His band – dubbed The Family Tree – kicked things up a notch with their big, electric blues sound. Out came the mustard-yellow Fender Telecaster and amp, along with a consistently used wind section (spearheaded by Matt “Hewy” Hewson on the saxophone). In matching paisley shirts, back-up singers Cassie Leopold and Pagan Atherton hammed it up in the background with synchronised dance moves and big smiles.
They were at their loudest on ‘Will There Be A Light’. The song is also a slight stretch for Walker’s own vocal talents, demanding a straining yet subtle chorus. Walker sung it with the right amount of emotion and lyrical cleverness (cue the lines “The trouble I have with dying is it scares me half to death”).
The bluesy ‘The Fool’ began with a killer, old-school brass section, Walker’s husky, come-hither vocals eased in over a slick guitar riff. It’s an infectiously funky beat, and live, Walker’s Pete Murray-esque voice certainly got everyone toe-tapping. Fender’s are made for that kind of groove, so the solo was suitably smooth.

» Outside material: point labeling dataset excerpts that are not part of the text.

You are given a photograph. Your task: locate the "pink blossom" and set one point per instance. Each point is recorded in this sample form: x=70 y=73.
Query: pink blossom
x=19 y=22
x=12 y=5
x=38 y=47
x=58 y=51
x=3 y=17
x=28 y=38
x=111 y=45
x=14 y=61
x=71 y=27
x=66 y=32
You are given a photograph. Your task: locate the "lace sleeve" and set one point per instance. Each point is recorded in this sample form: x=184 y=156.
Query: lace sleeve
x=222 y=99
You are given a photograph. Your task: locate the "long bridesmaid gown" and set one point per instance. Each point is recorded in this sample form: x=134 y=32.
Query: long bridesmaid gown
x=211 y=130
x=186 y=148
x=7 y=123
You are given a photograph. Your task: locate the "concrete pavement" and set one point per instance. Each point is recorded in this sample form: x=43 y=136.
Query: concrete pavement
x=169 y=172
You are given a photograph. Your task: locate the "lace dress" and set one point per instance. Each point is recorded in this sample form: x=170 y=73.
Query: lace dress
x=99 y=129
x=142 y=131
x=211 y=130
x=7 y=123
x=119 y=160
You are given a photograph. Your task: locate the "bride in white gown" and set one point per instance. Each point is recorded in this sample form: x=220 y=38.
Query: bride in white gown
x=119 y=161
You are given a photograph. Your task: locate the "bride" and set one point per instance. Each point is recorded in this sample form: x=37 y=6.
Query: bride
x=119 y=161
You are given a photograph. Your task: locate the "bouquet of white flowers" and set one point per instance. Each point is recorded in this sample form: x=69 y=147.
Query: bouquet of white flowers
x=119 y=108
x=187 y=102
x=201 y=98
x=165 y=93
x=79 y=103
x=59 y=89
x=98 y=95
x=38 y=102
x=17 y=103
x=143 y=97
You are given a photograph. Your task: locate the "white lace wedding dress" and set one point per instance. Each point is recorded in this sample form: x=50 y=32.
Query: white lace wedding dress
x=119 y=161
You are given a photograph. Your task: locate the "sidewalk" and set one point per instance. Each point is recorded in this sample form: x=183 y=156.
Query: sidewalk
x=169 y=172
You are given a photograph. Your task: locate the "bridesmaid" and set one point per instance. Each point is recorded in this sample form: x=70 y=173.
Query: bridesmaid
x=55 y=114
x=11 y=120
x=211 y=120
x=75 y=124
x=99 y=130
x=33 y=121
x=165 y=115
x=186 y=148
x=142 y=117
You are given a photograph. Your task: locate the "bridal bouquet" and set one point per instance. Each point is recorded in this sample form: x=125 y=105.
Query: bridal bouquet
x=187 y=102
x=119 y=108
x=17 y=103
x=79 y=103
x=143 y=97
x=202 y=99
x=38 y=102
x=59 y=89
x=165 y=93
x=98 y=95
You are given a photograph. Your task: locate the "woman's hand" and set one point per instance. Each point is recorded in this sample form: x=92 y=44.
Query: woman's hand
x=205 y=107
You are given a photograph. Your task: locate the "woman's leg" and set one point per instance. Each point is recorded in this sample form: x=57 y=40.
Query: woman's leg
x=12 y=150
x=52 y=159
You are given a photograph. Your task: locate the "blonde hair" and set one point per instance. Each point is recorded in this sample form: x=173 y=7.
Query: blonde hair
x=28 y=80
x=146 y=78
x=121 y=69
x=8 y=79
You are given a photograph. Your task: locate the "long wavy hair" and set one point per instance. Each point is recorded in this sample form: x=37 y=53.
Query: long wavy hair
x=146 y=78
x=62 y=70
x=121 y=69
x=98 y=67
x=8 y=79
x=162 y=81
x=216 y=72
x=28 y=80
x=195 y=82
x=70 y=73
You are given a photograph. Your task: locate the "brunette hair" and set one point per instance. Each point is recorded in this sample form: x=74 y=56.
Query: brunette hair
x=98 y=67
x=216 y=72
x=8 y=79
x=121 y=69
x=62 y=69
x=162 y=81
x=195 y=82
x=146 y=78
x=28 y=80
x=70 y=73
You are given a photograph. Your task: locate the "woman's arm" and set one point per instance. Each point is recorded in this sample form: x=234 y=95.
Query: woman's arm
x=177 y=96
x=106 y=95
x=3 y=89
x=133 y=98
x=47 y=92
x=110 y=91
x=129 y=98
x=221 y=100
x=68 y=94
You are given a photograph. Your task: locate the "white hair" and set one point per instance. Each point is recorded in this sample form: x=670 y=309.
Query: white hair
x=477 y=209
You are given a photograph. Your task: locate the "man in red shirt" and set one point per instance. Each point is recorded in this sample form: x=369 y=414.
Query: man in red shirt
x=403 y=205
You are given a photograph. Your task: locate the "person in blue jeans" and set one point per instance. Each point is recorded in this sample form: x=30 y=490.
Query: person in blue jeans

Walker slowed things down with a few stories about travelling the country with his new album. Walker admitted that most of his songwriting came from feeling worn out on the road. Some came at a friend’s kitchen table, others on a sick bag mid-flight.
He kept it mellow with ‘Now That I’m Broken’ – a soft ballad with comforting acoustic rhythms. When meditative in song, Walker can be mistaken for evoking John Mayer vibes, and when rocking out with his full band, it’s somewhere between John Cougar Mellencamp and Bruce Springsteen. ‘Don’t Cut Me Down’ is an example of this, and requires a full, electric sound.
Although it was a low-key launch in terms of numbers, Walker certainly knew how to get a groove going. He is a natural on stage, and supported by his very enthusiastic and skilled band, there is no denying that a Benny Walker gig is an enjoyable one.
Through the Forest is out now via Black Murphy Records.